Affiliations: [a] Department of Neurology, Henan Provincial People’s Hospital of Henan University, Zhengzhou, Henan, China
| [b] Department of Neurology, People’s Hospital of Zhengzhou University, Zhengzhou, Henan, China
| [c] Department of Neurology, Henan Provincial People’s Hospital, Zhengzhou, Henan, China
| [d] Institute of Neurology, Sichuan Academy of Medical Sciences & Sichuan Provincial People’s Hospital, Chengdu, China
Correspondence:
[*]
Correspondence to: Jiewen Zhang, Department of Neurology, Henan Provincial People’s Hospital of Henan
University, Zhengzhou, 450003, China. E-mail: zhangjiewen9900@126.com and Haisong Jiang, Institute of Neurology, Sichuan Academy of Medical Sciences & Sichuan Provincial People’s Hospital, Chengdu, 610072, China. E-mail: jhsarchangle@hotmail.com.

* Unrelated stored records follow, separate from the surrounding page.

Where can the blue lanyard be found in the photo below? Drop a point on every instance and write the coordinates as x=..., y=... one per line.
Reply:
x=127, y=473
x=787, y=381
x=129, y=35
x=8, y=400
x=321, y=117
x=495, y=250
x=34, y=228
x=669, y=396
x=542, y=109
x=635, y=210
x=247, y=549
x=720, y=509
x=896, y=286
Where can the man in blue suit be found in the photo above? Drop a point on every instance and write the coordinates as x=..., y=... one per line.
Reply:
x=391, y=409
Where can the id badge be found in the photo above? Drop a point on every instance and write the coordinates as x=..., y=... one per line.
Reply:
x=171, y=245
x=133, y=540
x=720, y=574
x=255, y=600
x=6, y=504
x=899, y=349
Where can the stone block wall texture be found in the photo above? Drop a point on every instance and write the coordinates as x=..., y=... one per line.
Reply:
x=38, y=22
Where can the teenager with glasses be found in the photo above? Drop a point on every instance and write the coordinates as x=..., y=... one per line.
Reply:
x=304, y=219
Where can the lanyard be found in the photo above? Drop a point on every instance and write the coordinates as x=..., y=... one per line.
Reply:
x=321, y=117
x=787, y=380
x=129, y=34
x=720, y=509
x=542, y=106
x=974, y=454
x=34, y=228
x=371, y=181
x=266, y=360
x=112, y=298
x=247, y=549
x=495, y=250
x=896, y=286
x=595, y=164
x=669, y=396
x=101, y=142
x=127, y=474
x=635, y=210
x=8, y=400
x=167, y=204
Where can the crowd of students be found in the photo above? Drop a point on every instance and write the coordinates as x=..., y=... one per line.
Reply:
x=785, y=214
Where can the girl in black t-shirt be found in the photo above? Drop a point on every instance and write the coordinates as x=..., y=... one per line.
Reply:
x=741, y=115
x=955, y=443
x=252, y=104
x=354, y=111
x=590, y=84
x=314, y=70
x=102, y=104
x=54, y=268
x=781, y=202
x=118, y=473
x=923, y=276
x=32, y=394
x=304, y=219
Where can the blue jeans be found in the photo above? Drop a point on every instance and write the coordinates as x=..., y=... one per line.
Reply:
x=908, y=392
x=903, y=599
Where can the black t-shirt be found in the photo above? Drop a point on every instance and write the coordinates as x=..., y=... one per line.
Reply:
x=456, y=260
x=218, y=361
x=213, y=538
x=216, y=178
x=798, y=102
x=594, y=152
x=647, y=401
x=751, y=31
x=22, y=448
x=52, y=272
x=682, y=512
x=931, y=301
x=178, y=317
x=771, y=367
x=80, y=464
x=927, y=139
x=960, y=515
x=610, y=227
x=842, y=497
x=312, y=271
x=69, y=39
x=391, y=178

Abstract: Exosomes are nano-sized extracellular vesicles that are secreted by cells and usually found in body fluids. Since they freely cross the blood-brain barrier, neuronal exosomes respond directly to changes in the brain’s environment. Recent studies have shown that exosomes contain both amyloid-β (Aβ) and tau proteins and have a controversial role in the Alzheimer’s disease (AD) process. In this study, enzyme-linked immunosorbent assay was used to detect the levels of P-S396-tau and Aβ1–42 in plasma exosomes. We found that levels of P-S396-tau and Aβ1–42 in plasma exosomes of AD patients were significantly higher compared to those in matched healthy controls. The difference between plasma exosomes of AD patients and those of matched healthy controls was determined using transmission electron microscopy and nanoparticle tracking analysis. Exosomes from AD patients were smaller and lower in quantity. These data together may provide a basis for early diagnosis of AD.